Passou. A vida é feita dessa transitoriedade. Resta hoje a fugaz alegria de receber o carinho de filhos e netos, no decurso da mesma festa que tem conotações completamente distintas. De pronto, sumiu a ansiedade da espera pelos natais. Para quem já iniciou a descida da ladeira final, o tempo se traveste de perversa celeridade e vem à lembrança a advertência de Omar Kayam: “Bebe vinho. Tens a eternidade para dormir”.

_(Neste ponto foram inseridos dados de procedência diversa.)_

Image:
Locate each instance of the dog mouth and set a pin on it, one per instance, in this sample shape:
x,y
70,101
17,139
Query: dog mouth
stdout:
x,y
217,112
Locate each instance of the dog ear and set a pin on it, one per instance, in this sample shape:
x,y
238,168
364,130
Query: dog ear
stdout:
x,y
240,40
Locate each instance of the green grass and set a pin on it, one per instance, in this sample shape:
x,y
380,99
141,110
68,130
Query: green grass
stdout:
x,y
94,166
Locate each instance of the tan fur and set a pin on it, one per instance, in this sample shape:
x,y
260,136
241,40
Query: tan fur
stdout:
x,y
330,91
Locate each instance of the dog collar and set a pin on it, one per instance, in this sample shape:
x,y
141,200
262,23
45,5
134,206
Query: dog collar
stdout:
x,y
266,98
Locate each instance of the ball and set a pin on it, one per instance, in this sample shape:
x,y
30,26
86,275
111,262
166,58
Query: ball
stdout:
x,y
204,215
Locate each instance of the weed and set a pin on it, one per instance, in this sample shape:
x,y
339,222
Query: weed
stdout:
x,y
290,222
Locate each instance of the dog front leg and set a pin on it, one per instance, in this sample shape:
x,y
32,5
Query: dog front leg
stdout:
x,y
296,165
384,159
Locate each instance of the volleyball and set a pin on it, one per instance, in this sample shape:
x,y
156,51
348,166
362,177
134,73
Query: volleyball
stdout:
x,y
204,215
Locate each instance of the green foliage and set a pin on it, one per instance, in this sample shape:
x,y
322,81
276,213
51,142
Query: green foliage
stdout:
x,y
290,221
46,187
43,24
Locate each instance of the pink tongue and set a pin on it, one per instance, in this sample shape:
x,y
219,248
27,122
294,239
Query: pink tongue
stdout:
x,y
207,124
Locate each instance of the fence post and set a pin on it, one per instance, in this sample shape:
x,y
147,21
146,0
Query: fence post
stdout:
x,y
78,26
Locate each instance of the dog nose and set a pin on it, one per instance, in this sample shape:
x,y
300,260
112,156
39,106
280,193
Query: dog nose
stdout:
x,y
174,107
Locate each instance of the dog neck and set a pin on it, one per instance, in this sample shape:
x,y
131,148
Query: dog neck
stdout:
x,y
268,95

E, ademais, reduzido a poeira o mito do Papai Noel (atenda ele pelo nome de Père Noel ou Santa Klaus, ou simplesmente de embuste), o que pode um velho pretender das multicoloridas celebrações de fim de ano? Volto à faixa do anjo do presépio: se muitos, com sinceridade ou hipocrisia, continuam a entoar loas a Deus nas alturas, com certeza não se realizou a parte seguinte do cântico: “Et in terra pax hominibus bonae voluntatis”. Primeiro, porque é raro encontrar homens de boa vontade, segundo, porque o ideal da paz na terra continua tão distante quanto a mais longínqua estrela da mais remota galáxia.

Entre guerras e agressões, a humanidade continua firme em seu processo de autofagia, permitindo que a fome e a miséria convivam com a ostentação de minorias privilegiadas. E quer-se resolver o problema com a distribuição de esmolas oficiais, inventando essa praga das “bolsas” e das “cotas”, assim como se se proclamasse: basta que você não morra de fome; não pretenda mais que isso. Ou, pior ainda: não queiram que as raças sejam olhadas como iguais, sem nenhuma diferença entre elas.

Restam apenas as saudades das ingenuidades da infância. Como era doce querer a bicicleta, mas ficar feliz com o caminhão de madeira. Não saber que muitas das pessoas que assistiam à Missa do Galo (havia isso) não estavam nem aí para as milhões de crianças às quais não era dado sequer o direito da felicidade de substituir os quitutes da ceia natalina pelo mísero pedaço de pão que lhes matasse a fome. Não ter noção de que o egoísmo e a crueldade são marcas indeléveis dos que forjam o poder no cadinho da ambição pura e simples.

A sucessão dos anos não logra mudar essa perspectiva amarga e, sendo assim, os desejos que hoje formulo são muito singelos e só posso dirigi-los a meus netos. Peço a Bruna, Luís Carlos, Fábio Junior, Lauro, Luciana, Helena, Ayla e Catarina que não deixem, por favor não deixem (ou, pelo menos, façam de tudo para não deixar) que os seus netos vejam o mundo como o vê este velho que tanto os ama. Incutam-lhes o respeito por todos os seres humanos, o amor pela Pátria, a correção de caráter e a fraterna solidariedade dos que conseguem compreender que ninguém é uma ilha. Digam-lhes, como disse o poeta: “Somos todos iguais, braços dados ou não”.

De qualquer forma, boas festas e feliz ano novo para todos.

P.S. – Estarei ausente deste espaço nas próximas duas semanas.